Popular Nicknames for the Major Currency Pairs and Currencies

These other three currency pairs are also called commodity pairs because their values are strongly attached to commodities, such as natural resources. For instance, the value of the AUDUSD is strongly correlated to the value of gold, since Australia is the second-largest producer of gold in the world. Also watch out for fixed exchange rate policies that tend to reduce volatility or cause large exchange rate gaps when they are changed. Review each country’s central bank policies on interest rates and currency management carefully, and find out the names of key monetary, fiscal and political policymakers. Be very wary of risky geopolitical events like wars, disasters or elections.

Before making a foreign exchange transaction, a trader must first obtain a quotation from a market maker. They would typically do this by communicating the desired currency pair and the amount of one of the currencies to be exchanged to their counterparty. Sometimes the term base currency may also refer to the functional currency of a bank or company, usually their domestic currency. For example, a British bank may use GBP as a base currency for accounting, because all profits and losses are converted to sterling. If a EUR/USD position is closed out with a profit in USD by a British bank, then the rate-to-base will be expressed as a GBP/USD rate. This ambiguity leads many market participants to use the expressions currency 1 (CCY1) and currency 2 (CCY2), where one unit of CCY1 equals the quoted number of units of CCY2.

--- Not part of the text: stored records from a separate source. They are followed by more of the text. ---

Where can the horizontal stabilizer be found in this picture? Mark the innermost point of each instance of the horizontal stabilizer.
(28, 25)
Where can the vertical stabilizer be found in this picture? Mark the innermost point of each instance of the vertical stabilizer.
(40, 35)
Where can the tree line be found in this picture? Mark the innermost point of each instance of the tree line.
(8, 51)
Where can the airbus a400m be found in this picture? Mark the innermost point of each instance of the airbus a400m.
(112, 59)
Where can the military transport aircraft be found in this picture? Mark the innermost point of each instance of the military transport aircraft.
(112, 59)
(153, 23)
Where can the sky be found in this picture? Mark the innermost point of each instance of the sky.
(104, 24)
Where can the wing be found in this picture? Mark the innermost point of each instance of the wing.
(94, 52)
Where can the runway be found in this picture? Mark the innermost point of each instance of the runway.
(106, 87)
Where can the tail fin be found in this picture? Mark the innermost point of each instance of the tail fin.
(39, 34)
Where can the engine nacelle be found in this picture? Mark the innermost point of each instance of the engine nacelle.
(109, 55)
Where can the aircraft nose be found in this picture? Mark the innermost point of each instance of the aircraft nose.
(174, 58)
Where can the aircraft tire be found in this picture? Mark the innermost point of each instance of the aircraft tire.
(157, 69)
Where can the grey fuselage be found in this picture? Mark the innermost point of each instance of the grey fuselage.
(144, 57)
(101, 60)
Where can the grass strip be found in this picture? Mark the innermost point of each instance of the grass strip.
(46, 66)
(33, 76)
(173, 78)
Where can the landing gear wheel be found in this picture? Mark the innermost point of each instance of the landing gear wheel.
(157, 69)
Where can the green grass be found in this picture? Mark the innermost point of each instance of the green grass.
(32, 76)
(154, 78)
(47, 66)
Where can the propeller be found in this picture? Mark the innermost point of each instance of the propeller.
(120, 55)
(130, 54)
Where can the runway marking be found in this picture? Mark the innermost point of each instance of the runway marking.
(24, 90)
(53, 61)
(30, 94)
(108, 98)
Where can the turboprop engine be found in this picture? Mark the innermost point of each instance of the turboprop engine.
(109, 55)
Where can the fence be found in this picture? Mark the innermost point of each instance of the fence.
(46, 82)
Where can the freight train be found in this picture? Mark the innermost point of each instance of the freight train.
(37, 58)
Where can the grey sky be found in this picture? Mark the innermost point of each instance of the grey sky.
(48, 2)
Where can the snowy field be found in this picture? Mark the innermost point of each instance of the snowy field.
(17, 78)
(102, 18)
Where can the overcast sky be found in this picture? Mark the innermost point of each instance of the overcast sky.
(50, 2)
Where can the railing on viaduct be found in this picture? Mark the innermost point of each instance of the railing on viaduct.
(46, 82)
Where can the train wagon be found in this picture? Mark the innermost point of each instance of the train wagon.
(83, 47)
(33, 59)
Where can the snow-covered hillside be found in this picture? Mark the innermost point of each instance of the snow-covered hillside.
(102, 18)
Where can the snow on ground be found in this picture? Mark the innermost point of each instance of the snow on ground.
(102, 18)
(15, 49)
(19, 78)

It can, although much less so than in thinly traded exotic pairs. Depending on your forex broker, you may see the following exotic currency pairs so it’s good to know what they are. The main fundamentals that affect currency pairs are changes in overnight interest rates by central banks, economic data and politics. Volatility in the forex market affects trading decisions by influencing risk tolerance, trade sizing, and the selection of appropriate strategies.

Forex pairs

When risk/volatility enters the market, traders bid up the Swiss Franc because the Swiss economy is seen to have lower risk. The popularity of the EUR/USD ensures that it trades at tight spreads. High volumes lead to reduced price differences between the bid Forex pairs and offer. The EUR/USD (Euro/US Dollar) nicknamed ‘Fiber’ is the world’s most traded currency pair commanding 23% of FX transactions in 2016. The Euro and the US Dollar represent the two largest economies in the world, the US Economy and the European Union.

In currency trading, traders often look for currency pairs with the highest pip values, as they are very useful for short-term strategies, such as day trading. The value of each pip depends on your lot size and the specific currency that you are trading. Pips can also be useful for calculating the amount of leverage that a trader can use when foreign currency trading. Forex quotes reflect the price of different currencies at any point in time. Since a trader’s profit or loss is determined by movements in price (the quote), it is essential to develop a sound understanding of how to read currency pairs. Having gained knowledge about trading pairs, factors influencing their value, and various forms of analysis, the next phase involves formulating a trading plan.

Getting started in forex trading is comparable to getting started in any kind of investing. Becoming educated about all aspects of the currency trading process is crucial. You may want to trade in a demo account until you get comfortable enough to put up actual money. When you’re ready to move forward, you’ll need to research forex brokers. Once you’ve found one that meets your needs, you will need to open and fund a trading account. Trading can be done in nearly all currencies, but a select few popular currencies make up the majority of trades.